🤖 AI Summary
Computer science survey articles frequently suffer from knowledge obsolescence due to infrequent and滞后 updates, yet the practical challenges and sustainability mechanisms for their dynamic maintenance remain underexplored. Method: We conducted in-depth retrospective interviews with 11 domain experts, applying thematic coding and work-practice analysis to systematically characterize barriers to survey article “living updating.” Contribution/Results: We identify three interrelated impediments: ambiguous update motivations, evidence-deficient timing decisions, and inefficient operational workflows—rooted fundamentally in incentive misalignment between prevailing academic evaluation systems and the sustained effort required for maintenance. This study is the first to empirically pinpoint critical leverage points within the update workflow, providing a grounded foundation for designing supportive tools and reforming research assessment policies toward sustainable scholarly infrastructure.
📝 Abstract
Surveying prior literature to establish a foundation for new knowledge is essential for scholarly progress. However, survey articles are resource-intensive and challenging to create, and can quickly become outdated as new research is published, risking information staleness and inaccuracy. Keeping survey articles current with the latest evidence is therefore desirable, though there is a limited understanding of why, when, and how these surveys should be updated.
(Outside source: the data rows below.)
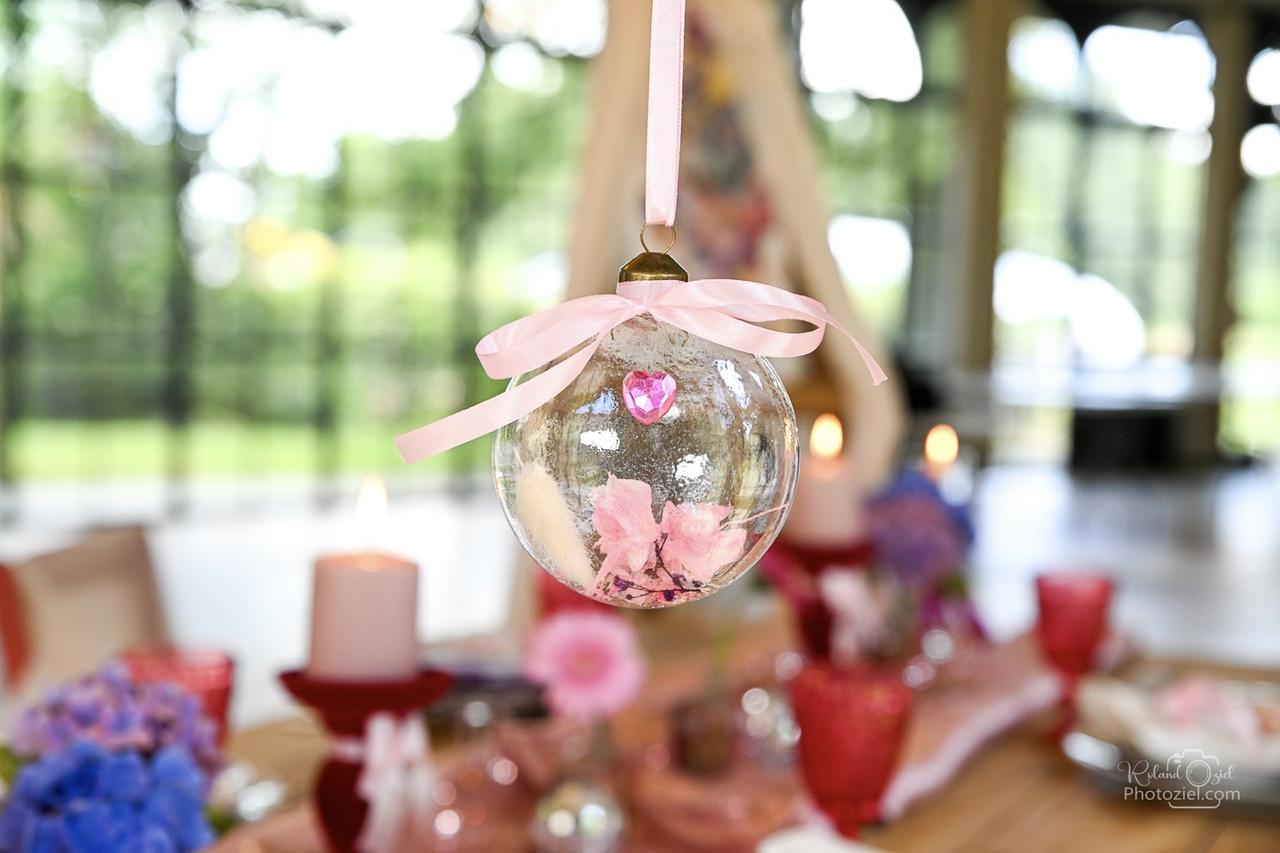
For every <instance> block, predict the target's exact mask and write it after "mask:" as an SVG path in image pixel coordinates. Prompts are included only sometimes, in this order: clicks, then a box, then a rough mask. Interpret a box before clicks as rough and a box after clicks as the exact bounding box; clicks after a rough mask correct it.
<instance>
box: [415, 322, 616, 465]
mask: <svg viewBox="0 0 1280 853" xmlns="http://www.w3.org/2000/svg"><path fill="white" fill-rule="evenodd" d="M612 328H613V327H612V325H611V327H608V328H605V329H604V330H603V332H600V333H599V334H598V336H596V337H595V338H594V339H593V341H591V342H590V343H588V345H586V346H585V347H582V348H581V350H579V351H577V352H575V353H573V355H571V356H570V357H567V359H564V360H563V361H561V362H559V364H557V365H554V366H552V368H548V369H547V370H544V371H543V373H540V374H538V375H536V377H534V378H532V379H530V380H529V382H525V383H521V384H518V386H516V387H515V388H508V389H507V391H504V392H502V393H500V394H498V396H497V397H490V398H489V400H485V401H483V402H479V403H476V405H475V406H471V407H470V409H463V410H462V411H460V412H456V414H453V415H449V416H448V418H443V419H440V420H438V421H434V423H430V424H426V425H425V427H419V428H417V429H413V430H410V432H407V433H404V434H402V435H397V437H396V448H397V450H398V451H399V455H401V459H403V460H404V461H406V462H416V461H419V460H424V459H426V457H429V456H435V455H436V453H443V452H444V451H447V450H452V448H454V447H457V446H458V444H465V443H467V442H468V441H471V439H474V438H480V437H481V435H485V434H488V433H492V432H493V430H495V429H500V428H502V427H506V425H507V424H509V423H512V421H513V420H520V419H521V418H524V416H525V415H527V414H529V412H531V411H534V410H535V409H538V407H539V406H541V405H543V403H547V402H549V401H552V400H553V398H554V397H556V394H558V393H559V392H562V391H564V389H566V388H568V387H570V386H571V384H572V383H573V379H575V378H577V375H579V374H580V373H582V369H584V368H585V366H586V362H588V361H590V359H591V356H593V355H595V351H596V350H598V348H599V346H600V341H602V339H603V338H604V336H605V334H608V333H609V330H612Z"/></svg>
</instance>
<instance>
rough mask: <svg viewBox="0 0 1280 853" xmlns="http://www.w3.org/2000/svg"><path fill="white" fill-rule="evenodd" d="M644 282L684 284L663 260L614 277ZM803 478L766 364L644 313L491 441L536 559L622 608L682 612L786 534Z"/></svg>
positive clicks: (770, 370) (620, 327) (621, 330)
mask: <svg viewBox="0 0 1280 853" xmlns="http://www.w3.org/2000/svg"><path fill="white" fill-rule="evenodd" d="M646 279H648V280H655V279H657V280H664V279H678V280H685V282H687V275H686V274H685V272H684V270H682V269H681V268H680V265H678V264H676V263H675V261H673V260H671V257H668V256H667V255H666V254H659V252H644V254H643V255H640V256H639V257H636V259H635V260H632V261H631V263H628V264H627V265H626V266H623V268H622V273H621V274H620V280H646ZM678 287H698V284H696V283H695V284H684V286H678ZM539 373H540V371H539ZM534 375H536V373H529V374H524V375H521V377H517V378H516V379H513V380H512V384H513V386H516V384H520V383H521V382H527V380H529V379H530V378H532V377H534ZM796 470H797V451H796V423H795V412H794V411H792V409H791V400H790V398H788V397H787V392H786V389H785V388H783V387H782V382H781V380H780V379H778V377H777V374H776V373H774V371H773V368H772V366H771V365H769V362H768V361H767V360H764V359H762V357H758V356H754V355H750V353H748V352H740V351H737V350H731V348H728V347H724V346H721V345H717V343H712V342H709V341H705V339H703V338H699V337H696V336H694V334H690V333H689V332H685V330H682V329H680V328H676V327H673V325H669V324H667V323H660V321H658V320H655V319H654V318H653V316H650V315H648V314H645V315H641V316H637V318H634V319H631V320H628V321H626V323H623V324H622V325H620V327H617V328H616V329H614V330H613V332H612V333H609V334H608V336H607V337H605V338H604V341H603V342H602V343H600V347H599V348H598V350H596V352H595V353H594V355H593V356H591V359H590V361H589V362H588V364H586V368H585V369H584V370H582V373H581V374H580V375H579V377H577V378H576V379H575V380H573V383H572V384H571V386H570V387H568V388H566V389H564V391H563V392H561V393H559V394H558V396H557V397H556V398H554V400H552V401H550V402H548V403H545V405H543V406H541V407H539V409H536V410H534V411H532V412H530V414H529V415H526V416H524V418H521V419H518V420H516V421H513V423H511V424H508V425H506V427H503V428H502V429H500V430H499V432H498V434H497V437H495V439H494V446H493V471H494V484H495V487H497V492H498V498H499V501H500V503H502V508H503V511H504V512H506V514H507V520H508V521H509V523H511V526H512V529H513V530H515V532H516V535H517V537H518V538H520V540H521V543H522V544H524V546H525V548H527V549H529V553H531V555H532V556H534V558H535V560H536V561H538V562H539V564H540V565H541V566H543V569H545V570H547V571H548V573H550V574H552V575H553V576H554V578H556V579H558V580H559V581H561V583H564V584H567V585H570V587H572V588H573V589H576V590H577V592H580V593H582V594H584V596H589V597H591V598H594V599H596V601H602V602H607V603H609V605H617V606H622V607H669V606H673V605H682V603H685V602H690V601H696V599H699V598H704V597H707V596H710V594H712V593H714V592H717V590H719V589H722V588H724V587H726V585H728V584H730V583H732V581H733V580H735V579H737V578H739V576H740V575H742V574H744V573H745V571H746V570H748V569H750V567H751V566H753V565H755V562H756V560H759V558H760V556H762V555H763V553H764V551H765V549H767V548H768V547H769V544H771V543H772V542H773V539H774V537H777V534H778V530H781V528H782V523H783V521H785V520H786V514H787V507H788V505H790V502H791V496H792V492H794V491H795V482H796Z"/></svg>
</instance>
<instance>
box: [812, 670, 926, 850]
mask: <svg viewBox="0 0 1280 853" xmlns="http://www.w3.org/2000/svg"><path fill="white" fill-rule="evenodd" d="M791 703H792V706H794V710H795V717H796V722H797V724H799V725H800V744H799V753H800V774H801V776H803V777H804V783H805V788H806V789H808V790H809V794H810V797H813V799H814V803H817V806H818V808H819V809H822V812H823V813H824V815H827V817H829V818H831V821H832V822H833V824H835V826H836V830H837V831H838V833H840V834H841V835H845V836H847V838H856V836H858V833H859V830H860V829H861V826H863V825H864V824H868V822H870V821H874V820H877V818H878V817H879V800H881V797H882V795H883V794H884V789H886V788H887V786H888V781H890V777H891V776H892V775H893V770H895V767H896V766H897V760H899V754H900V752H901V747H902V738H904V735H905V734H906V725H908V721H909V719H910V710H911V690H910V688H908V686H906V685H905V684H904V683H902V675H901V672H900V671H899V670H896V669H892V667H856V669H849V670H842V669H836V667H833V666H831V665H828V663H809V665H806V666H805V667H804V669H803V670H801V671H800V674H799V675H797V676H796V678H795V679H794V680H792V681H791Z"/></svg>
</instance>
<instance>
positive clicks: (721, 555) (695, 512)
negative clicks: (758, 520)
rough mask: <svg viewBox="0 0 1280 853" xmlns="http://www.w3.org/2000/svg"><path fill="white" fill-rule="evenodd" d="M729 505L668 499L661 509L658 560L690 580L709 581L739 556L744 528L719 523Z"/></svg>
mask: <svg viewBox="0 0 1280 853" xmlns="http://www.w3.org/2000/svg"><path fill="white" fill-rule="evenodd" d="M732 511H733V510H732V507H727V506H716V505H714V503H681V505H680V506H676V505H675V503H672V502H671V501H667V505H666V506H664V507H663V508H662V525H660V526H662V532H663V533H664V534H667V540H666V542H664V543H663V546H662V562H663V565H666V566H667V569H669V570H672V571H680V573H684V574H685V575H686V576H687V578H689V579H691V580H703V581H705V580H710V578H712V575H714V574H716V573H717V571H719V570H721V569H722V567H724V566H726V565H728V564H731V562H733V561H735V560H737V558H739V557H741V556H742V548H744V546H745V544H746V530H745V529H742V528H735V529H732V530H723V529H721V525H722V524H723V523H724V519H727V517H728V514H730V512H732Z"/></svg>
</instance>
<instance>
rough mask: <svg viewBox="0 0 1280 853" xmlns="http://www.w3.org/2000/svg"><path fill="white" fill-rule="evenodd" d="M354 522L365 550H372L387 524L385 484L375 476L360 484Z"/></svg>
mask: <svg viewBox="0 0 1280 853" xmlns="http://www.w3.org/2000/svg"><path fill="white" fill-rule="evenodd" d="M356 521H357V524H358V525H360V532H361V533H362V534H364V538H365V546H366V548H369V549H372V546H374V543H375V542H376V540H378V539H380V538H381V537H380V533H381V529H383V526H384V525H385V524H387V482H385V480H383V478H380V476H378V475H376V474H370V475H369V476H366V478H365V479H362V480H361V482H360V491H358V492H356Z"/></svg>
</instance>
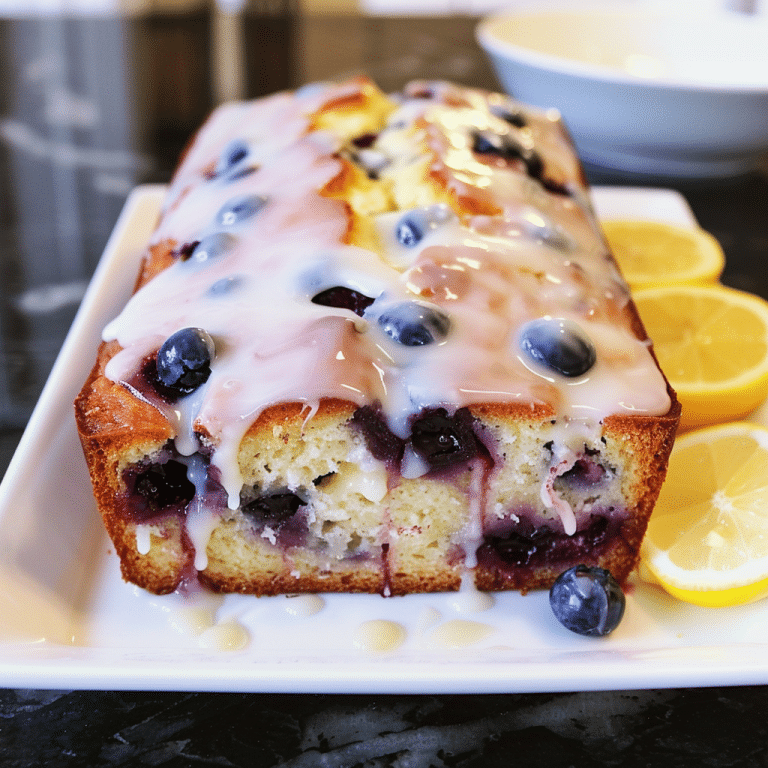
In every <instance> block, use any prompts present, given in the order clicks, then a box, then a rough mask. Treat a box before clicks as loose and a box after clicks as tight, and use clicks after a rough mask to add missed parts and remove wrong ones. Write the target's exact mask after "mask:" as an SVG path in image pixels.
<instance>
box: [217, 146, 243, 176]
mask: <svg viewBox="0 0 768 768" xmlns="http://www.w3.org/2000/svg"><path fill="white" fill-rule="evenodd" d="M248 154H249V151H248V145H247V144H246V143H245V142H244V141H239V140H235V141H231V142H230V143H229V144H227V146H226V147H224V149H223V150H222V153H221V155H220V157H219V161H218V162H217V163H216V168H215V170H214V175H215V176H224V175H228V174H230V173H232V172H236V171H238V170H239V169H240V166H241V165H242V164H243V162H244V161H245V159H246V158H247V157H248Z"/></svg>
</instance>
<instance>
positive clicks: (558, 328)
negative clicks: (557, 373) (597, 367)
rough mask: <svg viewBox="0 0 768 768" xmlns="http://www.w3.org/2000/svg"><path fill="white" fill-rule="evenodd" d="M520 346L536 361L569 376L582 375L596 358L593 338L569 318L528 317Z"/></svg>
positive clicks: (575, 376)
mask: <svg viewBox="0 0 768 768" xmlns="http://www.w3.org/2000/svg"><path fill="white" fill-rule="evenodd" d="M520 347H521V349H522V350H523V351H524V352H525V353H526V354H527V355H528V356H529V357H531V358H532V359H533V360H535V361H536V362H537V363H540V364H541V365H543V366H544V367H546V368H549V369H550V370H552V371H555V372H556V373H559V374H560V375H562V376H566V377H568V378H574V377H577V376H582V375H583V374H585V373H586V372H587V371H588V370H589V369H590V368H591V367H592V366H593V365H594V364H595V361H596V360H597V353H596V352H595V347H594V345H593V344H592V342H591V341H590V340H589V338H588V337H587V336H586V334H585V333H584V331H582V330H581V328H580V327H579V326H578V325H577V324H576V323H574V322H571V321H570V320H561V319H558V318H550V317H543V318H540V319H538V320H531V321H530V322H529V323H526V324H525V325H524V326H523V328H522V330H521V331H520Z"/></svg>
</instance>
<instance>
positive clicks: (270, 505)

Toward this end, through a series of in-depth retrospective interviews with 11 researchers, we present an empirical examination of the work practices in authoring and updating survey articles in computing research. We find that while computing researchers acknowledge the value in maintaining an updated survey, continuous updating remains unmanageable and misaligned with academic incentives. Our findings suggest key leverage points within current workflows that present opportunities for enabling technologies to facilitate more efficient and effective updates.